Si ces certificats médicaux confirment le diagnostic de la pathologie, ils ne démontrent cependant pas de lien de causalité direct entre les pathologies et l’activité de Monsieur [P], le médecin du travail évoquant la simple possibilité de l’existence d’un tel lien. La nécessité pour ce dernier de subir des interventions chirurgicales ne démontre pas plus ce lien.
Monsieur [P] produit la fiche de poste du métier d’ambulancier qui liste ses missions : accueil et installation du patient, intervention et traitement d’urgence suite à alerte ou/et situation à risques dans le domaine hygiène-sécurité-santé-environnement, nettoyage et entretien des équipements, machines, outillages et véhicules, recueil/collecte de données, rédaction de documents techniques, surveillance de l’état de santé des personnes, transport de patients et vérification/contrôle du fonctionnement de matériels et équipements.
Il estime qu’il fait des gestes répétitifs avec des charges à soulever, notamment lors du brancardage.

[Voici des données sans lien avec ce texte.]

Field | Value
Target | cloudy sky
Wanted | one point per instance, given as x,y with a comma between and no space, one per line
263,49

Il explique qu’il doit soulever les chaises et soutenir les patients qui ont des difficultés à la marche.
Cependant, il convient de relever que les deux [12] ont pris connaissance de l’ensemble des pièces du dossier et qu’ils ont retenu l’absence de lien de causalité direct entre les pathologies et les activités professionnelles exercées par l’assuré.
Monsieur [P] ne rapporte pas d’élément (attestations de collègues-patients sur la nature de son travail, ses contraintes, les gestes et postures habituels…) démontrant que ses pathologies sont en lien direct avec son activité professionnelle.
En conséquence, il convient de le débouter de son recours et de l’ensemble de ses demandes.
Au surplus, Monsieur [P] ne démontre pas l’existence d’une faute commise par la [8] dans l’instruction de son dossier au soutien de sa demande de dommages et intérêts.
Monsieur [P] qui succombe sera condamné aux dépens et débouté de sa demande formée au titre de l’article 700 du code de procédure civile.
PAR CES MOTIFS :
Le pôle social du tribunal judiciaire de Tours, statuant publiquement par jugement contradictoire, en premier ressort par mise à disposition au Greffe ;
DIT que la maladie “tendinopathie des muscles épicondyliens du coude droit” déclarée par Monsieur [O] [P] le 24 mars 2023 ne peut être prise en charge au titre de la législation sur les risques professionnels ;
DIT que la maladie “tendinopathie d’insertion des muscles épitrochléens du coude droit” déclarée par Monsieur [O] [P] le 24 mars 2023 ne peut être prise en charge au titre de la législation sur les risques professionnels ;
DÉBOUTE Monsieur [O] [P] de l’intégralité de ses demandes ;
CONDAMNE Monsieur [O] [P] aux dépens.
ET DIT que conformément aux dispositions de l’article 538 du code de procédure civile, chacune des parties ou tout mandataire pourra interjeter appel de cette décision dans le délai d’UN MOIS à peine de forclusion, à compter de la notification de la présente décision, par une déclaration faite ou adressée par pli recommandé au greffe de la cour : Palais de Justice – Cour d’Appel – chambre sociale – [Adresse 3] 45000 [Adresse 21].
Elle devra être accompagnée d’une copie de la décision.
Ainsi fait et jugé au Tribunal judiciaire de TOURS, le 10 Novembre 2025.